On June 19, Regan Russell was killed outside a meat-packing plant by a pig truck as she protested new “ag-gag” legislation. Recently, Russell’s activist friends gathered with signs at the slaughterhouse where she was killed to push for criminal charges against the driver who ran her down. Counter-protesters, including truckers supporting the one who killed Russell, attended the rally, holding signs asserting that “Regan Committed Suicide” and cooking pork hotdogs.

Vegan activists like Russell and her supporters make many members of the public uncomfortable, which may explain the counter-protesters’ antagonism. Vegans’ existence, as activists or not, exposes the cognitive dissonance involved in meat-eating. Cognitive dissonance, the process by which our brains try to reconcile behaviors inconsistent with our beliefs, lets us be outraged by puppy mills but indifferent to factory farms. To view ourselves as animal lovers while eating meat requires subconscious strategies such as believing that eating meat is necessary for survival. Hundreds of thousands of vegans surviving on plant-based diets inadvertently undermine these strategies by merely existing; they compel meat-eaters to acknowledge that, for many, meat-eating is a choice, rather than a necessity. To continue to feel untroubled, meat-eaters must employ a series of novel justifications, including adopting the view that vegans are in the wrong. Meat-eaters may also rely on stereotypes of vegans as militant, hypocritical, or irritating, whether they advocate for animals in other ways or not. By virtue of their activism or mere existence, vegans oblige animal eaters to confront a habit that they do not want to examine.
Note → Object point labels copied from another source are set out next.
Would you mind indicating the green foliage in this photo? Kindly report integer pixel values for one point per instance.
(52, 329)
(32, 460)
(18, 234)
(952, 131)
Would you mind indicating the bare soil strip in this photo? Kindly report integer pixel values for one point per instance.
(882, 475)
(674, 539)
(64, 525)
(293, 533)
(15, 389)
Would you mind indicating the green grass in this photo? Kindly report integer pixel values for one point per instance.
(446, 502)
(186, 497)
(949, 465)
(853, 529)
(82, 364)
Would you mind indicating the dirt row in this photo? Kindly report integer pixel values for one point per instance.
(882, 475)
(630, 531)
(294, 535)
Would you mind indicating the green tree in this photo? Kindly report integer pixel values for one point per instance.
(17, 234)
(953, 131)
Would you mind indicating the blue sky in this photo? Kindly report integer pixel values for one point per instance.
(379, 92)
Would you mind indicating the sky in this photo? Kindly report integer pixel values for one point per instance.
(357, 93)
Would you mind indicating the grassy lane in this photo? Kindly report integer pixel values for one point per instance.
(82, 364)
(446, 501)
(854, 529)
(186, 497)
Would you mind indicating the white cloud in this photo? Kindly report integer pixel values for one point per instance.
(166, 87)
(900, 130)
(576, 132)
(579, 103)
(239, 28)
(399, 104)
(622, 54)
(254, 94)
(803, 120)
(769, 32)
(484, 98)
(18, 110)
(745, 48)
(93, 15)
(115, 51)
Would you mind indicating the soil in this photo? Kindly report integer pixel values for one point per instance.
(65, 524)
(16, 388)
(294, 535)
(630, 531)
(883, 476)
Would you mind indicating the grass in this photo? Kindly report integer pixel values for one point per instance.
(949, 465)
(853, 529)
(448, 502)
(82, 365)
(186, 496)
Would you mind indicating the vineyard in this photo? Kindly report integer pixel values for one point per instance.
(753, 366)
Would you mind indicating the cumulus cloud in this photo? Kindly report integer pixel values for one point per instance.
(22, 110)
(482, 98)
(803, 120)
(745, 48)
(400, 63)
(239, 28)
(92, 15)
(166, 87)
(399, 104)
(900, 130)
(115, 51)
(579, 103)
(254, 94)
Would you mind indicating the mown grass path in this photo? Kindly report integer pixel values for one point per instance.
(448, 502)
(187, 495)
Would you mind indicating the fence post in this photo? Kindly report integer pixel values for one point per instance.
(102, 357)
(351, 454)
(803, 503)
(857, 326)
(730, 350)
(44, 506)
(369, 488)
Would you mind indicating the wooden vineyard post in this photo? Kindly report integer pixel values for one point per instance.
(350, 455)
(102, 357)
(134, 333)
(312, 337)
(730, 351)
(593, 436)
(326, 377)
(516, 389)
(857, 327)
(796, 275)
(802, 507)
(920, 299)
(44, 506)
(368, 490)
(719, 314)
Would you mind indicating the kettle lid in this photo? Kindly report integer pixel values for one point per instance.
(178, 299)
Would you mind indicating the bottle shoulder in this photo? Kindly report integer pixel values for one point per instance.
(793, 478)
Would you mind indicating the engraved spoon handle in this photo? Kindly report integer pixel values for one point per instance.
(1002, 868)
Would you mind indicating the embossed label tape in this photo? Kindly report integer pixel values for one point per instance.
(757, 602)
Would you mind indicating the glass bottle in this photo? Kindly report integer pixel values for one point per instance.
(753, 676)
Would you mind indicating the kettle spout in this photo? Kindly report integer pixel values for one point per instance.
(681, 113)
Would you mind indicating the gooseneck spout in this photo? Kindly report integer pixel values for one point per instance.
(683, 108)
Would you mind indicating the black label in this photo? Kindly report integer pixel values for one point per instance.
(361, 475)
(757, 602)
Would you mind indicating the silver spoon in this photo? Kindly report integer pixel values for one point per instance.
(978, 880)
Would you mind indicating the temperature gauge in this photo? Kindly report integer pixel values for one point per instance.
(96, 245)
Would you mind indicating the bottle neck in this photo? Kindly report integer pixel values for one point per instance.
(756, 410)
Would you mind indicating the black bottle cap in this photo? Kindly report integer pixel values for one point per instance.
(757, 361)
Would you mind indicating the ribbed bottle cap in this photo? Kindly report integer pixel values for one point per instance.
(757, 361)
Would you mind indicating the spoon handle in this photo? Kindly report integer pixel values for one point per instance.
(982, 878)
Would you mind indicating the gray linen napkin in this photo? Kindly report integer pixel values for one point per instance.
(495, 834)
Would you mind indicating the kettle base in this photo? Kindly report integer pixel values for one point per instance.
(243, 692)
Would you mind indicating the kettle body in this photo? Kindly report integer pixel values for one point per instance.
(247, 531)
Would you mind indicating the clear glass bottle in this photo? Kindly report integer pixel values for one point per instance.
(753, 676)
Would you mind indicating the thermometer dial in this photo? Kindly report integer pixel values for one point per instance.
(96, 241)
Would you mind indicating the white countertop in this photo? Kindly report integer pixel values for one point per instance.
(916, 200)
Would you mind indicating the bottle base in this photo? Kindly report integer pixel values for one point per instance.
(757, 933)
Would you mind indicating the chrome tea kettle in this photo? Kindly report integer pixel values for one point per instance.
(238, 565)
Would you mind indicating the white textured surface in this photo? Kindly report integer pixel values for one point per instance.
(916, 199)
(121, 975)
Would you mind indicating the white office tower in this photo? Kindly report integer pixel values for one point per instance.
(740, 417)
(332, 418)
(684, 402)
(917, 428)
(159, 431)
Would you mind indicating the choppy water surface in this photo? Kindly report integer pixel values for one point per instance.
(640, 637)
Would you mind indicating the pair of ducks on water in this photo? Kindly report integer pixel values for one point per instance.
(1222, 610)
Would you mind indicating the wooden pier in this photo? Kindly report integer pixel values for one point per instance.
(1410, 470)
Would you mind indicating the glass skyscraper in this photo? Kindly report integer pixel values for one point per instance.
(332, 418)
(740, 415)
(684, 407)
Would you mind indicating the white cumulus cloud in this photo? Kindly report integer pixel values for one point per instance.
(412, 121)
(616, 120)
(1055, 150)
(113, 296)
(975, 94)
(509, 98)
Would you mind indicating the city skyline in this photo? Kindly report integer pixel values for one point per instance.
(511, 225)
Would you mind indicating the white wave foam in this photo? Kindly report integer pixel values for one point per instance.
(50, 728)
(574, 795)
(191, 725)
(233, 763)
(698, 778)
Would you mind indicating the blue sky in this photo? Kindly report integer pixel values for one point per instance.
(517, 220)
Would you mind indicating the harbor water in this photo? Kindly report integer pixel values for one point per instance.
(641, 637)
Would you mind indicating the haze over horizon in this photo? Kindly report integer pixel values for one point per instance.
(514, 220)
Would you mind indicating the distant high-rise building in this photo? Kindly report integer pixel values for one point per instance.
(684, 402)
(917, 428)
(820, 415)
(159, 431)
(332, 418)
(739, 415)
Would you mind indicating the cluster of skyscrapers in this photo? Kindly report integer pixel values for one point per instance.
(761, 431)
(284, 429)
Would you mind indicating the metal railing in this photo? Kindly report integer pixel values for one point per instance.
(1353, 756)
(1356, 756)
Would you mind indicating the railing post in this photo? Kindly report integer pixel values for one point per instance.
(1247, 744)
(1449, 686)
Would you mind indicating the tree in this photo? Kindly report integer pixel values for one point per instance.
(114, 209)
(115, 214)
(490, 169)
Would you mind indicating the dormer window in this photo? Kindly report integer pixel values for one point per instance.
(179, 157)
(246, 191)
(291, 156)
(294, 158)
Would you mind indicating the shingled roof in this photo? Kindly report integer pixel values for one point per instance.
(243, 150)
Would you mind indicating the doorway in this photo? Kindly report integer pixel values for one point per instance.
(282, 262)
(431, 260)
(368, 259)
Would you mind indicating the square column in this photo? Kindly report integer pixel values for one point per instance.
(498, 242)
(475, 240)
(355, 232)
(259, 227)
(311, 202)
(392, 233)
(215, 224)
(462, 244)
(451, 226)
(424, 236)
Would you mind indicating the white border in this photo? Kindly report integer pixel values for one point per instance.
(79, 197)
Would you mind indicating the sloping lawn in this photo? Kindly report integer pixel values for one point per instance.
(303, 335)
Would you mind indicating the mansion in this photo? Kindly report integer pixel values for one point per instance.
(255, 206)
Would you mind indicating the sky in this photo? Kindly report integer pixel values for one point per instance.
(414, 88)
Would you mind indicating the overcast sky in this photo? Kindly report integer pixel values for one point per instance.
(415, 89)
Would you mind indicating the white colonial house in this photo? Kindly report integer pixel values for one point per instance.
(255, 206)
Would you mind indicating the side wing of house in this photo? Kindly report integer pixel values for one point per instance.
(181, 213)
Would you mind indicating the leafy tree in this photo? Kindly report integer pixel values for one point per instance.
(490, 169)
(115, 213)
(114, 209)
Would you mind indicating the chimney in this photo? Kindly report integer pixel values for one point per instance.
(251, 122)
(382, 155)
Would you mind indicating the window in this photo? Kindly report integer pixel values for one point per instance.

Vegans and vegan animal activists like Russell are not the only targets of public disfavor. The public disdains activists in general, even those who represent causes with which the majority generally agrees. In one study, people admitted to being less likely to adopt environmentally-friendly practices because of biases they held against environmentalists. They described typical environmentalists as “tree-huggers” and “hippies” and typical feminists as “man-hating.” In another study, college students described themselves as less likely to befriend people who are active in political and social causes by attending rallies and protests. But even while feeling discomfort with activists, the public overwhelmingly agrees with their causes: two-thirds of the American population think that the federal government should be taking stronger action on climate change, and at least as many, across the political spectrum, say that it is “very important” for women to have equal rights to men. The public persists in negatively stereotyping activists even when agreeing strongly with their causes.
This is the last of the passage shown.